The number of drivers who leave the scene of a fatal accident in Texas is higher than many people believe. In September, a driver sped off from a wreck scene after leaving a pedestrian dead in Austin.
A report in the American-Statesman noted Richard Stacy Stader, a 37-year-old pedestrian, was killed in a hit and run crash last September near Wells Branch.
A preliminary police investigation noted the pedestrian was crossing north in the 1500 block of Wells Branch Parkway against a traffic signal at about 9:40 p.m.
Austin hit-and-run accidents are reported
Police said he was struck by a blue 2010 blue Honda Accord traveling west on Wells Branch close to the Interstate 35 southbound service road. According to police reports, the Honda drove off. Stader was pronounced dead at the scene.
Initial reports said police recovered the vehicle but were still seeking the driver. Stader’s death was the 35th traffic fatality of the year in Austin by the end of September.
Leaving the scene of an accident can be treated very seriously in Texas, in particular when a death or a serious injury ensues.
The offense of hit and run is also known as leaving the scene of an accident.

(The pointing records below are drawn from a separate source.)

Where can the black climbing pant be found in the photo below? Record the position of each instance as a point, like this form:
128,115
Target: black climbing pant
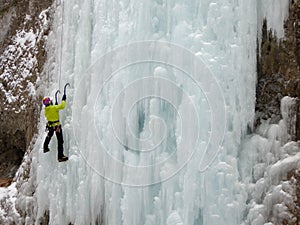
60,139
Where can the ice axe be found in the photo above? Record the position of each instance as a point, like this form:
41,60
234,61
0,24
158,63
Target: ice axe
56,102
65,88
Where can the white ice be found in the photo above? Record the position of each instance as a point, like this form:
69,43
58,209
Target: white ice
162,94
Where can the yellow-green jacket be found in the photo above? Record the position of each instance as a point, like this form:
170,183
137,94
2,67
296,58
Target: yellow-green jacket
52,113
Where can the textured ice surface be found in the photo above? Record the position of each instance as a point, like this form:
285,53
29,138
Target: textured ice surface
145,141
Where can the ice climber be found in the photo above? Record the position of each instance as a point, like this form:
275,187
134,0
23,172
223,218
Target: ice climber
52,115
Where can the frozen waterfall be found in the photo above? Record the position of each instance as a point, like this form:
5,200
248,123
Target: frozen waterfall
162,95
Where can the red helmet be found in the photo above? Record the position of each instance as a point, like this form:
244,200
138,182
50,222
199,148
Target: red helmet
46,101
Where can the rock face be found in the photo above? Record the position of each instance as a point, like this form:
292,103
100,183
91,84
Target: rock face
278,69
24,28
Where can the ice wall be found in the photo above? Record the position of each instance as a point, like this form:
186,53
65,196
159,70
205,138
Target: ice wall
162,95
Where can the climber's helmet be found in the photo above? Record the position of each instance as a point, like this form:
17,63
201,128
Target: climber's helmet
47,101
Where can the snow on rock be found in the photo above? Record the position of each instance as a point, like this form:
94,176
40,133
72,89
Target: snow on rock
273,156
19,64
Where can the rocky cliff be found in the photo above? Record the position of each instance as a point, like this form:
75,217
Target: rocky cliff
278,70
25,25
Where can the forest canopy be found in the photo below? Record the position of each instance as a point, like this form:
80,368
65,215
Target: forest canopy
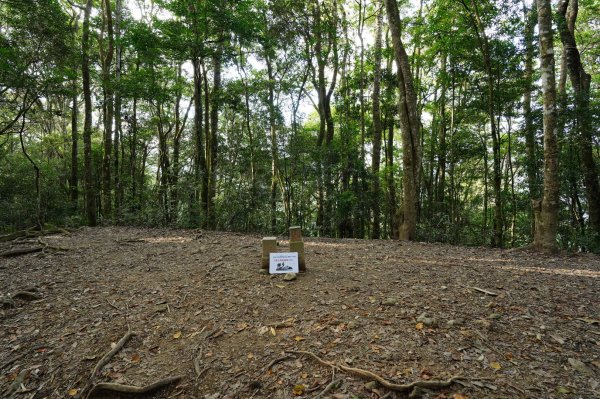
459,121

It’s a very serious offense if a vehicle crash involves injury, death or even property damage.
The offense is classified as a misdemeanor or a felony, depending on the degree of damage or injury.
Under Texas Transportation Code § 550.021, failing to remain at an accident scene when a death or a serious injury has been caused is punishable by two to 10 years in prison and a fine of up to $10,000.
If you drive away from an accident scene with an injury, you can spend five years in prison and receive a fine of up to $5,000.
If you leave the scene of an accident with property damage, you can be charged with a Class B misdemeanor if the property damage is worth more than $200. You can serve up to 180 days in jail and be fined up to $2,000.
Even leaving the scene of an accident with only property damage can land you in serious trouble with the law.
You can be charged with a Class B misdemeanor if property damage exceeds $200. You can serve up to 180 days in jail and be fined up to $2,000.
An accident involving damage less than $200 can result in you being charged with a Class C misdemeanor punishable by a fine of up to $500.